LOS ALTOS, CA—Engineers at the Toyota Research Institute (TRI) and Stanford University recently drifted two autonomous vehicles in tandem. The experiment was conducted at Thunderhill Raceway Park in Willows, CA, using a pair of modified Toyota GR Supra sports cars. Algorithms on the lead car were developed at TRI, while Stanford engineers developed those on the chase car.
Drifting refers to a motorsports maneuver where a driver precisely controls a vehicle’s direction after breaking traction by spinning the rear tires—a skill transferable to recovering from a slide on snow or ice. By adding a second car drifting in tandem, the engineers simulated dynamic conditions where cars must respond quickly to other vehicles, pedestrians and cyclists.
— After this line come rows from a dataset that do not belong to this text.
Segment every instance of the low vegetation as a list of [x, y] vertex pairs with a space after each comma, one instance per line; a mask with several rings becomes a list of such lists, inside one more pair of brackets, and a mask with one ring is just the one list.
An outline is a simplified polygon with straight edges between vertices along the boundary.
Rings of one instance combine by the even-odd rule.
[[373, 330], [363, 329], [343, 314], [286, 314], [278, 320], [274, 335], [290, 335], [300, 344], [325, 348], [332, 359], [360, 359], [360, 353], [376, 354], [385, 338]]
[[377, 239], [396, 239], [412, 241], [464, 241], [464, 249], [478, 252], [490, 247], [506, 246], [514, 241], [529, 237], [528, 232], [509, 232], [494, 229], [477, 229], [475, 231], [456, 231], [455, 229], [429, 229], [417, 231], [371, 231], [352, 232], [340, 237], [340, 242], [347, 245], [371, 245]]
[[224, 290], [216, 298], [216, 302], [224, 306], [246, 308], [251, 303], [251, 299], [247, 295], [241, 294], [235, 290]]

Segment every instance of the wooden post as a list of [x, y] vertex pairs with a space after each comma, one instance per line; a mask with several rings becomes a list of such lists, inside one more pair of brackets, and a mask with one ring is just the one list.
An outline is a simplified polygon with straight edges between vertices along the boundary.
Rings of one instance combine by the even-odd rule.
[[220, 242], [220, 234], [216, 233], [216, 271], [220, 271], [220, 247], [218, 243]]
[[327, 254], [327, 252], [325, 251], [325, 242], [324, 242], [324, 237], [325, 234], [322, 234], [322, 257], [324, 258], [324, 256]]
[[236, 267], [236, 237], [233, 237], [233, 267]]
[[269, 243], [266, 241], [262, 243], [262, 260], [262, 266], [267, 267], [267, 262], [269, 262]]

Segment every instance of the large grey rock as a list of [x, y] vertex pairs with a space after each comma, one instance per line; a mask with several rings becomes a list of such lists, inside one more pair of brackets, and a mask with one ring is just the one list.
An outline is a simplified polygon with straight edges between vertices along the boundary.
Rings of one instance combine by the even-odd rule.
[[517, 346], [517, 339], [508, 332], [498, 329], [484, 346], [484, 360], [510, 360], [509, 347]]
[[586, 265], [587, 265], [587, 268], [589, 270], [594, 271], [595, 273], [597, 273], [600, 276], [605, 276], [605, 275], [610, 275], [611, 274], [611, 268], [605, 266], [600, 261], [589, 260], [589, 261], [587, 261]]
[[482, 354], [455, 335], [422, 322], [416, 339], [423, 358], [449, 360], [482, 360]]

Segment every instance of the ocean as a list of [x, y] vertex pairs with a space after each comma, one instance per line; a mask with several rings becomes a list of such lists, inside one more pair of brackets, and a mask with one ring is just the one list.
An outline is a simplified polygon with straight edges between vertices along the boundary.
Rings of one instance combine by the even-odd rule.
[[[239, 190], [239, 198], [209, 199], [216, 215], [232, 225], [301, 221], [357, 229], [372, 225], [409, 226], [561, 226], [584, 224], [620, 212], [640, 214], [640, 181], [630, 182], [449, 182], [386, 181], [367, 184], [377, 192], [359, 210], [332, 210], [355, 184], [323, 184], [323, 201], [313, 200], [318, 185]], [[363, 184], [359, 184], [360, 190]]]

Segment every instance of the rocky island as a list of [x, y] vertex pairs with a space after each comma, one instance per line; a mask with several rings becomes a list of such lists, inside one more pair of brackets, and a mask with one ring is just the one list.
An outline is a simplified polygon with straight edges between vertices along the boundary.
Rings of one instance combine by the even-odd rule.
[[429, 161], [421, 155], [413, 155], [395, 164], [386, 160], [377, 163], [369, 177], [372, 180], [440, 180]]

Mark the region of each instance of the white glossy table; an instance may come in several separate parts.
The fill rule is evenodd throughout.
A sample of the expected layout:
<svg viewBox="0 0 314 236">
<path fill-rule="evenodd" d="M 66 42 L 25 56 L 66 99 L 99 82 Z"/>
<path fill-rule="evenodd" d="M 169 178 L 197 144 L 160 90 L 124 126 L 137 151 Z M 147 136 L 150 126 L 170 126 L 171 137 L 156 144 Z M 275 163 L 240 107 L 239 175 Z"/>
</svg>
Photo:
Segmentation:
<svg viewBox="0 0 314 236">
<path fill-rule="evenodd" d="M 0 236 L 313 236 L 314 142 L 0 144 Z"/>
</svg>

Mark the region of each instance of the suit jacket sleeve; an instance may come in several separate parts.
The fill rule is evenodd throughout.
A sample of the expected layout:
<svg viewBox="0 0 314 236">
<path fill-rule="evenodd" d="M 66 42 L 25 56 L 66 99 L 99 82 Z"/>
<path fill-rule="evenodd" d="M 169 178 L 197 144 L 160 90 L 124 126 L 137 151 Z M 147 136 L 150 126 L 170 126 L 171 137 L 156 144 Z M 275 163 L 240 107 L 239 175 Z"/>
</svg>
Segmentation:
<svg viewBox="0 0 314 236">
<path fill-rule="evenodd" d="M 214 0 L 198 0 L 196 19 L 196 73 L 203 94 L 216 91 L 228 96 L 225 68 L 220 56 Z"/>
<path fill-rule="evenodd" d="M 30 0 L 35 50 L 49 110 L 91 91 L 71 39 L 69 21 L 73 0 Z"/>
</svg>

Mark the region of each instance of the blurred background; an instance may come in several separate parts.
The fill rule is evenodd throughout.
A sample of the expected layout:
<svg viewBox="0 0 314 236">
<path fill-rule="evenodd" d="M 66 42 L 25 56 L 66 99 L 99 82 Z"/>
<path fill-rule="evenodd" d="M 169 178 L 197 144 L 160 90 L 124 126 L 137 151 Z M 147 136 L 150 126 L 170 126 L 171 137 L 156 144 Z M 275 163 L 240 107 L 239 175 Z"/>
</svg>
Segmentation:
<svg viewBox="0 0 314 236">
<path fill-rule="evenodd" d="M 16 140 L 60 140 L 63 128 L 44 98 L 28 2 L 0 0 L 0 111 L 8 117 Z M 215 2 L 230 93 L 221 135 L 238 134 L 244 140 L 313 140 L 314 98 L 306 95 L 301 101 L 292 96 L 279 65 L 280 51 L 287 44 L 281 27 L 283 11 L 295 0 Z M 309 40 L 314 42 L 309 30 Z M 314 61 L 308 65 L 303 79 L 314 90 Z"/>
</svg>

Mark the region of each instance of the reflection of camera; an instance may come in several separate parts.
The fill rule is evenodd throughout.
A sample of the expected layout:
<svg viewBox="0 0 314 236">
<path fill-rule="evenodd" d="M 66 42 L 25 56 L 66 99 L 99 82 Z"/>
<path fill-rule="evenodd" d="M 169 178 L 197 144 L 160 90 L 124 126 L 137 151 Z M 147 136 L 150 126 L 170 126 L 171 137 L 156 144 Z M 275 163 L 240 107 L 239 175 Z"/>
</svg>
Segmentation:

TRI engineers focused on developing robust and stable control mechanisms for the lead car, allowing it to make repeatable, safe lead runs. Stanford engineers developed artificial intelligence-based models and algorithms that enabled the chase car to adapt dynamically to the motion of the lead car so that it could drift alongside without colliding. By leveraging AI to constantly train the neural network using data from previous tests, the vehicles improved from every trip to the track.
“Our researchers came together with one goal in mind—how to make driving safer,” says Avinash Balachandran, Ph.D., vice president of TRI’s Human Interactive Driving division. “Now, utilizing the latest tools in AI, we can drift two cars in tandem autonomously.
“It is the most complex maneuver in motorsports, and reaching this milestone with autonomy means we can control cars dynamically at the extremes,” claims Balachandran. “This has far-reaching implications for building advanced safety systems into future automobiles.”
“The physics of drifting are actually similar to what a car might experience on snow or ice,” adds Chris Gerdes, Ph.D., a professor of mechanical engineering and co-director of the Center for Automotive Research at Stanford. “What we have learned from this autonomous drifting project has already led to new techniques for controlling automated vehicles safely on ice.”
In an autonomous tandem drifting sequence, two vehicles—a lead car and a chase car—navigate a course at times within inches of each other while operating at the edge of control. The engineers used state-of-the-art techniques to build the vehicle’s AI, including a neural network tire model that allowed it to learn from experience, much like an expert driver.
According to Balachandran, many car crashes are due to a loss of vehicle control in sudden, dynamic situations. “When your car begins to skid or slide, you rely solely on your driving skills to avoid colliding with another vehicle, tree or obstacle,” he explains.
“An average driver struggles to manage these extreme circumstances, and a split second can mean the difference between life and death,” says Balachandran. “This new technology can kick in precisely in time to safeguard a driver and manage a loss of control, just as an expert drifter would.”